Hate mail and a cartoon depicting a person as "lazy" for refusing to fight are among documents and images released to mark International Conscientious Objectors Day.
The Imperial War Museums (IWM) has revealed letters, photographs, cartoons and posters which explore the harsh treatment of conscientious objectors in the two world wars as they took a stand against conscription into the armed forces.
Some 16,000 men became conscientious objectors in the First World War for religious, political or moral reasons after conscription was introduced in 1916, while 62,000 men and 1,000 women took a stand against fighting in the Second World War.
In the First World War, conscientious objectors were assessed by a local tribunal, which rarely granted absolute exemption, instead enlisting them in the Army, including the Non-Combatant Corps, where many disobeyed orders and ended up in prison.
Soon a system was introduced in which imprisoned conscientious objectors had the chance to swap prison for work centres, where they would be employed doing work not directly related to the war, though absolutists remained in prison.
There was a fairer system in the Second World War with more impartial local tribunals and more effort to find them alternative work, though some absolutists rejected the move.
Details of their experiences are on display at IWM London, as part of the current exhibition People Power: Fighting for Peace, which charts the anti-war movement from the First World War to the present day.
First World War postcards reveal conditions faced by those who went to prison for their beliefs. Attitudes to them are shown in a cartoon of a conscientious objector relaxing at home while the rest of his family does their bit for the war effort.
Hate mail written to Reginald Porcas, an absolutist conscientious objector from Norbury, south London, in the Second World War, accuses him of being a "dirty sniffling coward".
Another letter urges him to go and live in Germany "you white livered cur", if he does not think Britain is worth fighting for, and expresses the hope a "German bomb will smash you to smithereens".
The exhibition documents the experiences of other individual objectors, including women, and has photographs of the tribunals they went through.
And it includes recordings and documents of Yes Minister and The Good Life star Paul Eddington, a Quaker who was called up and exempted from fighting on condition he performed for the Entertainments National Service Association (Ensa).

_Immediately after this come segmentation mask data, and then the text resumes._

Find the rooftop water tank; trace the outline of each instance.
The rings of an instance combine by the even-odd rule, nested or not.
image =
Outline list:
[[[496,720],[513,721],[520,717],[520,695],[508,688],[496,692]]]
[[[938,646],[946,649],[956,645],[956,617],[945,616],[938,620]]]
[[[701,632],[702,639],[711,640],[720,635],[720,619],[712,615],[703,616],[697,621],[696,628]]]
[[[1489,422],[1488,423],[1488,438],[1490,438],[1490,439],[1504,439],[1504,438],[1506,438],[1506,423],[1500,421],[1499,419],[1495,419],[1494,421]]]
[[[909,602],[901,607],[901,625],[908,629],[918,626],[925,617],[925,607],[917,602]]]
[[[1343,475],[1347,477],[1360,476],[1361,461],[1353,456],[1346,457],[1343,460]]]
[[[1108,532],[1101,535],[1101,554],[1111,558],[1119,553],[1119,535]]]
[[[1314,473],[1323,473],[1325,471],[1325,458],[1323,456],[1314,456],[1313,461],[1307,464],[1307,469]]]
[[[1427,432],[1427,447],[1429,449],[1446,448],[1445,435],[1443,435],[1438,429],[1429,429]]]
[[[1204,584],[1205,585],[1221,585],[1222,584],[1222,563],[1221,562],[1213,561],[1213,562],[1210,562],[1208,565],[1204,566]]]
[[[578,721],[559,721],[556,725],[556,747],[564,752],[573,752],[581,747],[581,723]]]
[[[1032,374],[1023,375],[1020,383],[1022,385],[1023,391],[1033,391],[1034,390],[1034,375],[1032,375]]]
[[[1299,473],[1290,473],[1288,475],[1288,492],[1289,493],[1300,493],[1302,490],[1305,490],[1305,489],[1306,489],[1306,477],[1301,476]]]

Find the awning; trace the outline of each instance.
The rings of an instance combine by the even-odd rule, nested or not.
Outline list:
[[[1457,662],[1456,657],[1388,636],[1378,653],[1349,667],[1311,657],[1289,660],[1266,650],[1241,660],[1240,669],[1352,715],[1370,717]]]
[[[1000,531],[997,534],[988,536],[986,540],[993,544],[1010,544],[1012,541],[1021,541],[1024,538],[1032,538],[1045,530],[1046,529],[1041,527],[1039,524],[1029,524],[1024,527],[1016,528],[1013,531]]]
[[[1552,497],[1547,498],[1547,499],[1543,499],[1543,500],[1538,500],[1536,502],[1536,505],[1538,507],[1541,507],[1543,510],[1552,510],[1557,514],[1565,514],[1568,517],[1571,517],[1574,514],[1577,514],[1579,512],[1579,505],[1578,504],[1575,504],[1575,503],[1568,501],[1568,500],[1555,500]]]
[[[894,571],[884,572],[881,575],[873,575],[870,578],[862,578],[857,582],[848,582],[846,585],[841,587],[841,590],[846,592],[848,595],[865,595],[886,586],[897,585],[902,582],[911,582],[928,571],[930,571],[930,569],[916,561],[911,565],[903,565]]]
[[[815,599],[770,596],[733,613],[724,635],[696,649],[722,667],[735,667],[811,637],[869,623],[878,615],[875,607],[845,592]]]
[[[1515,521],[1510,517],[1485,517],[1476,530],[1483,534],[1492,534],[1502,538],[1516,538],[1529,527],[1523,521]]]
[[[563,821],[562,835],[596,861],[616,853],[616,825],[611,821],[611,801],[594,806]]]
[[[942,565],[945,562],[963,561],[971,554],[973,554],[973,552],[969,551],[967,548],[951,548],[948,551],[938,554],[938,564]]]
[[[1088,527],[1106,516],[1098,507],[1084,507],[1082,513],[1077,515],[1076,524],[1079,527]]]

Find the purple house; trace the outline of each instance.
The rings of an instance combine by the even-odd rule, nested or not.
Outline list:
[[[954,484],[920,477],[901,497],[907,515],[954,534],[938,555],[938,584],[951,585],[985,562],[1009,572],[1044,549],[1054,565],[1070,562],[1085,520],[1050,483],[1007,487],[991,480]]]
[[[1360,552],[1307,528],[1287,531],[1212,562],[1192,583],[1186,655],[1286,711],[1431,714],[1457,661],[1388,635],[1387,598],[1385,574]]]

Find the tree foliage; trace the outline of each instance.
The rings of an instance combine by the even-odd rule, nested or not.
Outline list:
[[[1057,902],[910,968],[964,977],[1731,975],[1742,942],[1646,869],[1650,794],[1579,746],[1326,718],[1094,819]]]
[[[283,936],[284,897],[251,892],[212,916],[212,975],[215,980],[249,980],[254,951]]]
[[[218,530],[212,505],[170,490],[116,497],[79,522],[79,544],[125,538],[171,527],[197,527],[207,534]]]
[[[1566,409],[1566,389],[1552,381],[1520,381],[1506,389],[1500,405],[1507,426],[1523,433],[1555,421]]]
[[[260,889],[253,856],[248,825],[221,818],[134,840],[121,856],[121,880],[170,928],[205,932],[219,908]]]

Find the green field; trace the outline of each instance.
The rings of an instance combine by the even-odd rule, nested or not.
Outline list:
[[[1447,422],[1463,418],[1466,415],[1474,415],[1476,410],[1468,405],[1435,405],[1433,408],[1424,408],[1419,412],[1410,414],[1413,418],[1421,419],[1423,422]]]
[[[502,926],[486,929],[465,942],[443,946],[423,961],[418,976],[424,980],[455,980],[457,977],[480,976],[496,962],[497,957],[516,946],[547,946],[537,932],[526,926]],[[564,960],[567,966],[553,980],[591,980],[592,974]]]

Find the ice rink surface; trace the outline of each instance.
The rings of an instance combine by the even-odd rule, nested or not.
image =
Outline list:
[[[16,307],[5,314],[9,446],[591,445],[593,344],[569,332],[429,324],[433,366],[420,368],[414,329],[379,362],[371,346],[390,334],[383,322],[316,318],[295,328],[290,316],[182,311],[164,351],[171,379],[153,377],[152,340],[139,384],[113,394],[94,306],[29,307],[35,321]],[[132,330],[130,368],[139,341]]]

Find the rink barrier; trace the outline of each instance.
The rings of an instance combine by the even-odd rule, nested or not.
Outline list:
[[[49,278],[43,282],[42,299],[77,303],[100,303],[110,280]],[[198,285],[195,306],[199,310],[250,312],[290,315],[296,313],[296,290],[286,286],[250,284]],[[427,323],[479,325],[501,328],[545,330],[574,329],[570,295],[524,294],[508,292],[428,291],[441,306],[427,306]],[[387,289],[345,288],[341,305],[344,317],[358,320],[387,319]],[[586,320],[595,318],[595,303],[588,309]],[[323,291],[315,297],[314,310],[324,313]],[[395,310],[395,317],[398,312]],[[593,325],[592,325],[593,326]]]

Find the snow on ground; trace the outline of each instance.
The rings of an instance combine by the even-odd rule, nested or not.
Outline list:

Curator Matt Brosnan said the experiences of conscientious objectors were a key part of what vocal opponents of war went through over the past century.
"Choosing to be a conscientious objector would have been extremely difficult decision and not one taken likely," he said.
"These documents and images on display in IWM's exhibition People Power: Fighting for Peace illustrate the personal struggles anti-war figures have faced over the years.
"It took real courage to go against the grain, whether that meant facing a tribunal, doing alternative service or being imprisoned for their beliefs," he said.